Here is his analysis, which you might ask the editors to answer, or at least do a follow-up piece that corrects for the impressions left by the first article:
"The central point of the article is that recently released Census Bureau data show the middle class is disappearing. The key data are presented in a chart accompanying the article, titled, "A Shrinking Middle Class." This chart shows that the percentage of those households with incomes between $25,000 and $75,000 have fallen from 51.9 percent in 1980 to 44.9 percent in 2003.
"The clear implication is that the middle class has suffered under Republican policies -- why else start in 1980, the year Ronald Reagan was elected? If the chart had started in 1992, the year Bill Clinton was elected, it would have shown the exact same trend. In 1992, those earning between $25,000 and $75,000 constituted 47.9 percent of all households. By 2000, this fell to 46.1 percent. I don't remember the Times calling attention to this fact.
"The reason is quite simple: This is actually good news, not bad news, as the Times report strongly implies.
"First, it is important to know that the data in the Times story are adjusted for inflation. This is mentioned in a footnote to the chart, but nowhere else in the article. It might be useful to know that those with an income of $11,825 in 1980 now make $25,000, or that an income of $75,000 last year is the same as an income of $35,475 in 1980.
"In other words, the data take account of increased prices on everything from gasoline to college tuition. Yet the article implies that increased costs for these things has taken place without a concomitant increase in household income. The effect is to make middle class families appear worse off, when in fact most are far better off than they were in 1980.
"The most egregious error in the article is the clear implication that the percentage of those defined as the "middle class" has fallen because many of those who used to be considered middle class have become poor. This is totally untrue. In fact, the ranks of the poor have fallen along with those of the middle class.
"Using the Times' characterization of any household with an income below $25,000 in 2003 as being poor, what do the data show? We see that this group fell from 33.1 percent of the population in 1980 to 29 percent in 2002. Looking at the data from the other end, we see that the percentage of those making more than $75,000 has risen from 14.9 percent of the population in 1980 to 26.1 percent in 2003.
"In other words, the ranks of the poor and middle class have shrunk for one reason only -- more of them are rich! How can it not be a good thing for society that fewer people are now making low incomes and more are making high incomes?
"Just to show that the income gains have not been confined to those who were relatively well-to-do to begin with, there has also been an impressive increase in the percentage of black families with middle- and upper-class incomes.

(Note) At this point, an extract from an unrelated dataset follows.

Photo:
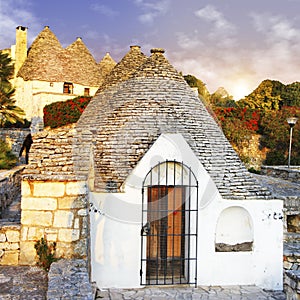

"In 1980, 53.8 percent of black households made less that $25,000 (in 2003 dollars), which fell to 43.4 percent in 2003. The ranks of the black middle class ($25,000 to $75,000) increased from 40.5 percent to 42.9 percent. And the percentage of black families falling into the Times' definition of rich (over $75,000) rose from 5.8 percent to 13.7 percent.
"The Times cites Factcheck.org, a website sponsored by the Annenberg Public Policy Center, for its analysis. But I could find nothing on this site with the same figures. The closest thing I could find is an Aug. 3 report that actually disputes Kerry's claim that the middle class is withering away under Republican rule.
"In short, the Times has played fast and loose with the numbers in order to turn good news into bad news."* * * * *
"Fast and loose" may be too strong for how the story was presented, but the analytics should be slowed down and tightened up to present a clearer picture of what's been happening among income classes. Welcome back, Ombudsman.